For the detection scheme of the flowing state of the molten steel in the crystallizer, the following methods are generally adopted by those skilled in the art: the device comprises a funnel immersed in molten steel of a crystallizer, an empennage fixedly connected with the funnel and an indicating rod fixedly connected above the funnel, wherein the indicating rod is supported on an indicating disc through a rotary bearing and can rotate in a plane relative to a tray, the rotary shaft is supported on the upper end of the indicating rod of the indicating disc and is connected with a pull rod, a stress strain gauge is pasted on the pull rod, and the stress strain gauge on the pull rod is connected with a signal transmission line to a signal collector. Although the detection device and the detection method of the application can detect the flowing speed and the flowing direction of the molten steel, the detection device and the detection method can only measure the flowing speed and the flowing direction of the molten steel at one point of the molten steel in the crystallizer, cannot reflect the change of a molten steel flow field in the whole crystallizer, and have limitations.

Disclosure of Invention

The invention aims to solve the problem that the flow field change of molten steel in a crystallizer is difficult to measure in the prior art, and provides a device for measuring the flow field change of the molten steel in the crystallizer based on current change.

In order to achieve the purpose, the technical scheme provided by the invention is as follows:

the invention discloses a device for measuring a flow field of a molten steel surface in a crystallizer based on current change, which comprises an insert pin, an ammeter, a power supply, an insert pin fixing plate and a voltmeter, wherein the insert pin is vertically fixed on the insert pin fixing plate, the insert pin, the ammeter, the power supply and a crystallizer copper plate are respectively connected in series by utilizing a lead, and the voltmeter and the insert pin are connected in parallel.

Preferably, the plug pin is cylindrical, the plug pin is composed of resistors and refractory materials, the resistors are distributed equally along the inner surface n of the refractory material cylinder, the current meter is connected with the resistors through leads, and the value range of n is 8-16.

Preferably, the length of the plug pin fixing plate is the distance between the inner wall surface of the crystallizer copper plate close to the water gap and the outer diameter of the water gap, and the width of the plug pin fixing plate is the width of the crystallizer copper plate; a plug pins are uniformly arranged on the bottom surface of the plug pin fixing plate along the length direction, b plug pins are uniformly arranged along the width direction, the value range of a is 1-15, the value range of b is 1-5, and the size and specification of the cross section of the crystallizer can be expanded properly; the bottom surfaces of the inserted nail and the inserted nail fixing plate are arranged on the same plane.

Preferably, the inserted nail fixing plates are symmetrically arranged on two sides of the water gap, and the bottom surfaces of the inserted nail fixing plates are kept horizontally.

Preferably, the height h of the inserted nail is higher than the thickness of the covering slag, the value range of h is 150-180 mm, and the diameter of the inserted nail is d and is 8-10 mm.

Preferably, the resistance value of the resistor is R, which is smaller than that of the molten mold flux resistor, the material of the resistor is a high-temperature alloy resistor, and the heat-resistant temperature is not lower than 1600 ℃.

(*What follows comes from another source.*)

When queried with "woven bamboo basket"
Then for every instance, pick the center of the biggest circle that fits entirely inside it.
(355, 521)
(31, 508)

Preferably, the plug pin further comprises a heating member, which is cylindrical and is disposed inside the cylinder of the plug pin.

Preferably, the heating temperature of the heating part is consistent with the temperature of the molten steel.

Preferably, the heating member is silicon molybdenum rod heating or electromagnetic heating.

Preferably, the crystallizer is all conventional crystallizers suitable for steel enterprise production, including but not limited to slab crystallizers, rectangular slab crystallizers, square slab crystallizers, round slab crystallizers, H-type crystallizers, and the like.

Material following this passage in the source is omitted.